初期に問題が多いガジェットこそ、クラウドファンディングに向いている




 国内のクラウドファンディング事情というと、大分普及はしてきたもののボランティア関係のものが多数を締める印象。しかし、Cerevo 代表取締役 岩佐琢磨氏は「クラウドファンディングはガジェット開発者支援に最適」と語る。



 「金型代やら、基盤の版下代やら、ICチップの最小ロットの問題やら、ある程度の資金が必要でかつ最初に沢山の問題が山積みとなる製造業=モノヅクリとの相性が非常にいいと思っているんですね。すぐ集まってしまうプロジェクトとは違い、多くの人の支援を得えられることの意義があるし、需要見込みを把握した上で生産するためリスクを下げ効率化を画ることができる。

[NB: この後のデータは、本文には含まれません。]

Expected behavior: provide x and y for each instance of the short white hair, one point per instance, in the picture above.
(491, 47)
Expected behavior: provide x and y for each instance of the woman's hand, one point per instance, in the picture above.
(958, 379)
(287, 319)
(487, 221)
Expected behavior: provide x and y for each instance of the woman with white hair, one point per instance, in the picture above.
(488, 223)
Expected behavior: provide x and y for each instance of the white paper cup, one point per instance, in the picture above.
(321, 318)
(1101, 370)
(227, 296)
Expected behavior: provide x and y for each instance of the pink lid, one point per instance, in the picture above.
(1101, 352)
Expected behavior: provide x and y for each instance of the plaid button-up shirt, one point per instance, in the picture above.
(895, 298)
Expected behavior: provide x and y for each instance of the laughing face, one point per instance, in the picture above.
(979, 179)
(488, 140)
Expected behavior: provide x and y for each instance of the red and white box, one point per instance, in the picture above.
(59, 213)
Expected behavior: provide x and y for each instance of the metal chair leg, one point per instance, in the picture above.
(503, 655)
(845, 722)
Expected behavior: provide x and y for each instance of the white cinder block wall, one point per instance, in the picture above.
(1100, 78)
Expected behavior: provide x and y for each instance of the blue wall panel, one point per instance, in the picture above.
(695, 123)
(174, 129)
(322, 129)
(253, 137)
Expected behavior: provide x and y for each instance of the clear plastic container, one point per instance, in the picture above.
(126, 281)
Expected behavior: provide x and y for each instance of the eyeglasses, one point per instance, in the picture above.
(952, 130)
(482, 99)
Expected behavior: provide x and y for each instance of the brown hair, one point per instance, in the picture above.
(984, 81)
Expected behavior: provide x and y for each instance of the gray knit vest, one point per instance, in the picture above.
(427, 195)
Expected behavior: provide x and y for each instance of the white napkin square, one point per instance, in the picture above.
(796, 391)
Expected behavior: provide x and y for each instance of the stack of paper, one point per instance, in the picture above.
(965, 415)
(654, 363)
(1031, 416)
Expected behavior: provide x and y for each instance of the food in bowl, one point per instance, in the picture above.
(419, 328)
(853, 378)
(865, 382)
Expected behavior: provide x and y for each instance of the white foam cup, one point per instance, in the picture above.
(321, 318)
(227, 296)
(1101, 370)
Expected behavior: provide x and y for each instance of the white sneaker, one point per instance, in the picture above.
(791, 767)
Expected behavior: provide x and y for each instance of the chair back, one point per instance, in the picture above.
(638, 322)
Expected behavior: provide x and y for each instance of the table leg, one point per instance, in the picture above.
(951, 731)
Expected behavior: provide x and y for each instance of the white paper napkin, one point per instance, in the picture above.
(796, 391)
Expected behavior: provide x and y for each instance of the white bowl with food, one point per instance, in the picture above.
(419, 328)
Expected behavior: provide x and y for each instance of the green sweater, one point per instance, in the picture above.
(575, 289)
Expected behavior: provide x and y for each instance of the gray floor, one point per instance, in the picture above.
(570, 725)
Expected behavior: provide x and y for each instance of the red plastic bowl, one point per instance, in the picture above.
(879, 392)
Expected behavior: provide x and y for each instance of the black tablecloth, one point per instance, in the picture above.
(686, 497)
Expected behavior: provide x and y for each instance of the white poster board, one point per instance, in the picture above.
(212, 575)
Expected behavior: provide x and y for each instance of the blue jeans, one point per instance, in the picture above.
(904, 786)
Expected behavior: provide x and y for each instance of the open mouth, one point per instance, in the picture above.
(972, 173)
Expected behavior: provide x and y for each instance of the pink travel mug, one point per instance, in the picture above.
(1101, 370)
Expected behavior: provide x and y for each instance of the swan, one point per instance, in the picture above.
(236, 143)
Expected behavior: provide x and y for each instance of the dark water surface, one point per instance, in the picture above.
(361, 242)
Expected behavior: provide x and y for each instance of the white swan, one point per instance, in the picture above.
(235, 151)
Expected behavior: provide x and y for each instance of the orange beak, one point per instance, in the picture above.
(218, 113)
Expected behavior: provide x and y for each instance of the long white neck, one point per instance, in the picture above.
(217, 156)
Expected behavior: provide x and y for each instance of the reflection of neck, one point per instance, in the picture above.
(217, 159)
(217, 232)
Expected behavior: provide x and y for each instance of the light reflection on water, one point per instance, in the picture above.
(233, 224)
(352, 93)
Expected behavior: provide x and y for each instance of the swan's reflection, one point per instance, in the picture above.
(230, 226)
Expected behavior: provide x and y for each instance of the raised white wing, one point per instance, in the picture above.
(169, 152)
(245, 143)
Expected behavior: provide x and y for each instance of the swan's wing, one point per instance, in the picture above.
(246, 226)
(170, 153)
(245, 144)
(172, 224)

 ただ、ガジェットはどう作ってどう届ればいいのか、ハードウェアのみならずソフトウェアの知識、生産やパッケージ、安全の確保や法的対応など幅広い経験と知識が必要で、そういった経験を持っている人は少ないのが現実。家電 x ITで小ロットでモノヅクリをやってきたCerevoは幸いにもそのノウハウを全て持っていますので、「今はアイディアしかないんだけど、、」という人でも実現できるようにノウハウ提供をしながら支援プラットフォームを提供するというわけです。



 残念なことで、ガジェットの開発イベントなどで多数の人が素晴らしい作品を生み出しているにもかかわらず、クラウドファンディングで製品化されるケースは皆無です。その理由はやはりノウハウ不足だと思うんです。クラウドファンディングは始めに実現可能な目標を決定しないといけないわけで、生産からパッケージング、サポートまで理解していないと、実現可能な金額規模を計算できないんですね。ですから、Cerevoとしては企画立案の段階から相談に乗り、実現可能性の高いものだけを掲載する考えです」(Cerevo 岩佐氏)。